Telah Terbit Novel SULUK GUNUNG JATI E. Rokajat Asura Penerbit Imania Rp. 85.000 Info dan pesan langsung : 081380582793 

"Saya harus berulangkali meyakinkan diri saya bahwa yang saya baca ini ‘cuma’ sebuah novel. Tapi nyatanya saya tidak bisa menghindar bahwa ini bukan ‘sekadar’ novel. Banyak pelajaran kehidupan yang diceritakan mengalir begitu saja, menyajikan kisah tanpa batas pemisah, dan membuat kita merenung tanpa harus duduk termenung. Sosok Sunan Gunung Jati menjadi terasa begitu akrab selepas membaca buku ini.” (Nadirsyah Hosen, Rais Syuriah PCI Nahdlatul Ulama (NU) Australia – New Zealand dan dosen senior di Fakultas Hukum, Monash University) 

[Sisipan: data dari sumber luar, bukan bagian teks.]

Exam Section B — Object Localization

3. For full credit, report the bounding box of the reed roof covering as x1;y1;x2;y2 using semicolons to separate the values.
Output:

"Kau adalah kujang mungil, ditempa dari wesi kuning, dari bumi Sunda berada, melanglang menunjuk langit,” getar nini paraji yang mengiringi sukma dan asma Syarif Hidayatullah. Ia kemudian menjelma menjadi seorang raja yang juga ulama–kelak dikenal sebagai Sunan Gunung Jati–meneruskan jejak para leluhur. Bila langkah Nyimas Rarasantang–ibunda Sunan Gunung Jati–melakukan perjalanan spiritual mencari Nur Muhammad dimulai dari Keraton Pajajaran – Amparan Jati – Pasai – Campa – Mekkah, Sunan Gunung Jati menempuh dari arah sebaliknya. Pertemuan dengan Sunan Ampel merupakan titik awal pembagian daerah dakwah, sekaligus upaya rekonsiliasi Sunda-Jawa pasca Perang Bubat. Bagaimana Sunan Gunung Jati menghadapi eyangnya sendiri di Pakuan Pajajaran yang berbeda keyakinan? Nglurug tanpa bala kalah tanpa ngasorake dan desa mengurung kota, langkah yang kemudian ditempuhnya. Langkah ini tidak saja berhasil menyebarkan Islam kepada leluhur, tapi juga memperkuat barisan pertahanan. Sehingga ketika medan jihad terbuka, laskar Islam di bawah komandonya, tidak saja berhasil mengusir Portugis tapi sekaligus meruntuhkan Pakuan Pajajaran. Sikapnya sebagai pandhita ratu terlukis kuat saat menghadapi ulama kontroversial–Syaikh Siti Jenar. Ketika Syaikh Siti Jenar diundang ke Cirebon dan mengatakan: ‘Tidak ada Siti Jenar, yang ada Gusti Allah’, Sunan Gunung Jati pun membalas: ‘Ya sudah panggil Gusti Allah ke sini.’ Kekerabatan kedua ulama ini tidak semata terikat oleh Syaikh Nurjati–pamanda Syaikh Siti Jenar–tapi buah dari saling memahami ajaran yang berbeda. Sunan Gunung Jati termasuk yang ‘pasang badan’ pada saat Dewan Wali hendak ‘mengadili’ Syaikh Siti Jenar.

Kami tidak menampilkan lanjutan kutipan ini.